Each time, my heart shatters a little more but I have to remain strong. Yes, I show that I’m sad but I don’t like to make a big deal out of it. I don’t want my children to sense that deep down inside, I am missing home so much and wish that this tormenting part of being an expat would end. I want to be a strong role model and teach my children (and remind myself) to enjoy our life now and live here. Jakarta is our home now. We are home. Seeing grandma twice a year is our normal. We are happy. 
The ironic thing about my mum leaving is that our relationship is so much better when we are living in different countries! She also gets very overwhelmed by staying with 3 young kids. Her visits are intense. She doesn’t want to explore our city, she just wants to spend time with her grandchildren. I want her to feel at home and constantly welcomed, even if during certain times, this is difficult for me. I think most expats are fiercely independent (hence why we chose this life), so it’s difficult for me to be suddenly living with my mum again! 

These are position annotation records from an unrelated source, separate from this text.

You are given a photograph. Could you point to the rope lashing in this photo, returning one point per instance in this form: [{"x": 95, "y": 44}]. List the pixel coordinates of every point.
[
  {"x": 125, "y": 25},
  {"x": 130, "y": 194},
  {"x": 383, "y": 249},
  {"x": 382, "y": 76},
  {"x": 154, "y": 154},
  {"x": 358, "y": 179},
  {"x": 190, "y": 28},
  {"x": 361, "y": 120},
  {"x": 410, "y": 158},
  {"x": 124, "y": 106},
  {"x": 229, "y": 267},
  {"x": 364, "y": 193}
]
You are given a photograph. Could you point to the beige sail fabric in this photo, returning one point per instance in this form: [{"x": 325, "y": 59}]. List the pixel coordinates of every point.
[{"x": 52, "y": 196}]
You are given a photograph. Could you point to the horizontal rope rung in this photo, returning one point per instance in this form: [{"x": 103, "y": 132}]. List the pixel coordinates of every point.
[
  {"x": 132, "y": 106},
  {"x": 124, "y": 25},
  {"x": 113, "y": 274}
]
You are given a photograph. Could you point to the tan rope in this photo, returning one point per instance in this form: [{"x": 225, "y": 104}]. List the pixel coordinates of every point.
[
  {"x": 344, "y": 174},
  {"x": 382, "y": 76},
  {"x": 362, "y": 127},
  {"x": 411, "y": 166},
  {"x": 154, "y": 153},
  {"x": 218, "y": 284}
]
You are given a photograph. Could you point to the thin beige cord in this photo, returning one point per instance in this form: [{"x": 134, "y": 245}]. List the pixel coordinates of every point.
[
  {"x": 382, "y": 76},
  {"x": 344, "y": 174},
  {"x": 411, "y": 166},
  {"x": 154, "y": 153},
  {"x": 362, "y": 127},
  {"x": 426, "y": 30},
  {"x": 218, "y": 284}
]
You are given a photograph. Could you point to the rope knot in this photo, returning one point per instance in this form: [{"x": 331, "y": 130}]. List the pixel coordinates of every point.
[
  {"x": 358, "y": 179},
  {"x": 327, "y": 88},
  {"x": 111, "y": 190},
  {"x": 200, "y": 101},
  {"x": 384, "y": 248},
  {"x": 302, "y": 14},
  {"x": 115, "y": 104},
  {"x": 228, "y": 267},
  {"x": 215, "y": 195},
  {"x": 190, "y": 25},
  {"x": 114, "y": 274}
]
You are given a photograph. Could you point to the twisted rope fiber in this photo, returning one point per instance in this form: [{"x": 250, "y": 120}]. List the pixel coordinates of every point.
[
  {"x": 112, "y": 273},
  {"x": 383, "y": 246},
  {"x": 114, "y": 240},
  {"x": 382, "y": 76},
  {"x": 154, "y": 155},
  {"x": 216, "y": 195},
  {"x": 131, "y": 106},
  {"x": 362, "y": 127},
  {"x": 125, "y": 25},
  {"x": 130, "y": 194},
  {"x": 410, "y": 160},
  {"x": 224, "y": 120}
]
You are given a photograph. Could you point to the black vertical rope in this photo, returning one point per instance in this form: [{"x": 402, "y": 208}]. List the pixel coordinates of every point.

I always wonder, how much longer should we sustain this expat lifestyle? My mum is getting older each year and I honestly don’t want my children growing up, and living so far away from her. I worry about her health, her safety, her emotional well being. I worry that if something happens to her, I am too far away. And not having grandparents growing up myself, I truly want this gift for my children. I’ve always wanted my children to be surrounded by their extended family, so why am I doing this?!
The worst part right now is that as much as my heart is breaking, I know my mum’s is a million times worse. She’s left her world behind in Jakarta, crying on a plane, all by herself. And I can’t be there to give her a hug. I’ll miss you mum!